Un día, llegó hasta un enorme ojo de agua. Se oyó un grito mientras un remolino lo envolvía. Trató de asirse al Taita Imbabura y fue tanta su fuerza que dejó una inmensa grieta que lo tragó entero. El soberbio gigante nunca supo que la escondida laguna se llamaba Cunrro.
Los monos del Tereré
La selva parecía demasiado pequeña para los dos brujos. Por eso los yachacs viejo y joven supieron —sin decirse nada— que uno no vería el próximo amanecer en el mismo sitio. El cruento combate comenzó. Sería falso decir que los dos no pusieron el mismo empeño en la pelea. Pero, eso se sabe desde siempre, el viejo dominó, con su astucia, la fortaleza del joven.
Sin embargo, el brujo aprendiz no se sintió derrotado. Ante la mirada del vencedor arrancó un trozo del monte Sumaco y mientras se marchaba río abajo llevaba gran cantidad de monos y saínos.
En Pañacocha, en esa parte hermosa del río Napo, colocó la tierra que le sacó al Sumaco. El pedazo de la montaña alcanzó para formar una isla y es posible que haya vivido allí. Ahora esa isla se llama Tereré. Los monos saltan como si la tierra arrancada al volcán estuviera viva…
El sapo Kuartam y el jaguar
Un Shuar iba de cacería e, incrédulo ante las advertencias de su mujer, imitó el canto del sapo Kuartam, que vive en los árboles. Kuartam-tan, kuartamtan, lo retó en medio de la noche, pero nada pasó.
El inmenso Kuartam se convirtió en jaguar y lo comió. Nada se escuchó de su ataque, pero la mitad del cuerpo del Shuar había desaparecido.
Al alba, la muchacha decidió matar a Kuartam. Tumbó el árbol y al caer mató lo que se había convertido en un enorme sapo con un estómago descomunal.
La mujer cortó rápidamente la panza de Kuartam y los pedazos del Shuar rodaron por los suelos. “No es bueno imitar a Kuartam,” pensó.
A lo lejos de la tupida floresta se escuchó de nuevo “kuartam-tan, kuartam-tan”, sin saber si era un sapo o un Shuar a la espera de un jaguar.

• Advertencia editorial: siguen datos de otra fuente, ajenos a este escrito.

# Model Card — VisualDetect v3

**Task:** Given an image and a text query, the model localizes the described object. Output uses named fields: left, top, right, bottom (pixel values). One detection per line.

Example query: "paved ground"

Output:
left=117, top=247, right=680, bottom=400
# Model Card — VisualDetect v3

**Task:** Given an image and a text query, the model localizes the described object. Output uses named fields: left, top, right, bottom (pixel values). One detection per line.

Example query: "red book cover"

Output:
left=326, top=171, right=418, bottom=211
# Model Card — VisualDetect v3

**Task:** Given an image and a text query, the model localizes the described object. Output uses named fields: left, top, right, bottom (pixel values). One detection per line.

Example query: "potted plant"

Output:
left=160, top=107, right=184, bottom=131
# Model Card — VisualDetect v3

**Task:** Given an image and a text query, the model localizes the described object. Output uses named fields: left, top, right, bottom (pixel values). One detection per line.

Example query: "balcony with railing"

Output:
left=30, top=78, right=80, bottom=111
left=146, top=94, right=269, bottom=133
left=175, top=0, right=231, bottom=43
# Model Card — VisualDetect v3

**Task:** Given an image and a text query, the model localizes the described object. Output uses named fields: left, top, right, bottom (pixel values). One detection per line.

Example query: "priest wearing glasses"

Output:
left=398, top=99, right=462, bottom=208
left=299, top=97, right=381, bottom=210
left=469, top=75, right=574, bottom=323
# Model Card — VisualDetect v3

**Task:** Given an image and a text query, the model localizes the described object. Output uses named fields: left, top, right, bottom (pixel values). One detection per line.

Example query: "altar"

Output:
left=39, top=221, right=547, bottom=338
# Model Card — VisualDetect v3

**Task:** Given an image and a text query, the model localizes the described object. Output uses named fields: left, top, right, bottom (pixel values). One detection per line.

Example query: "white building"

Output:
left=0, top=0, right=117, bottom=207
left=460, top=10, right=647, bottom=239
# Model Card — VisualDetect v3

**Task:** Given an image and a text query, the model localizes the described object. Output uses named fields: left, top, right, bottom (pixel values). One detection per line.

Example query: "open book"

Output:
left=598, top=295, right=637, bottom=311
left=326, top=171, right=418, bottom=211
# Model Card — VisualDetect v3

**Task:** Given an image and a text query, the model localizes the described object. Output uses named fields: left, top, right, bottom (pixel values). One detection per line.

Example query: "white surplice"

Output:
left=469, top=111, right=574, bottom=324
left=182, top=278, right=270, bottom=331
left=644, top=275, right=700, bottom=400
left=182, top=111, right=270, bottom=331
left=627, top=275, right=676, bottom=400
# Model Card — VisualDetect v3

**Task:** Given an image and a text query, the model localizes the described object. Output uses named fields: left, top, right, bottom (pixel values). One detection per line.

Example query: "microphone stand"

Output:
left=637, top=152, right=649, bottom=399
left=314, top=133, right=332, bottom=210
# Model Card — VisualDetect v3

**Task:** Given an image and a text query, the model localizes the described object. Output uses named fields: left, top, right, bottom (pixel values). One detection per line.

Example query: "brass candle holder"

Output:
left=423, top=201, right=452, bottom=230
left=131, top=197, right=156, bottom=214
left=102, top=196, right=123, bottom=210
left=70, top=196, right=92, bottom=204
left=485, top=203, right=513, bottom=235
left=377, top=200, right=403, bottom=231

Las lagartijas que sostienen al mundo
Los abuelos A’icofanes dicen que es malo matar a las lagartijas. Se las llama también tufa, porque ellas sostienen al planeta. Los animalillos de escamas de colores intensos son dueños del orbe. Los reptiles con sus patas arrugadas caminan la corteza de los árboles y saben las tonalidades de las piedras. Los astutos animales las protegen para que la Madre Tierra no se rompa, para que no la dañen y vuelen los pájaros. Las lagartijas de piel curtida vigilan para que no se destruya la selva.
El dios de los cofanes Chiga siempre mira cuando alguien mata a una lagartija. Se molesta mucho porque ellas también lo sostienen a él. “Alguna gente de acá no entiende y las matan”, dice un brujo, “pero, un día, Chiga se pondrá furioso y terminará con el mundo.”
Jempe hurta el fuego
Hacía frío en la selva. Los Shuar miraban a la distancia la morada de Takea, que era el único que poseía el fuego. Takea era un monstruo. Cada vez que alguien se atrevía a hurtar la lumbre era devorado. Por eso, en las noches heladas, los Shuar se la pasaban tiritando y con miedo.
Un día, Jempe —‘el picaflor’— llegó a la caverna de Takea, después de una lluvia torrencial. Los hijos del dios del inframundo lo encontraron empapadas las plumas y, a hurtadillas, lo metieron a la cueva. Jempe, una vez recuperado, alzó vuelo. Fue directo al lugar donde Takea protegía el fuego y, ante su asombro, prendió sus alas y escapó. Los Shuar, de los antiguos tiempos, lo recibieron con alborozo.
Ahora, cuando los Shuar prenden una hoguera siempre recuerdan a Jempe y, a veces, cuando crepitan los leños, una silueta de ave se dibuja en las lenguas del fuego.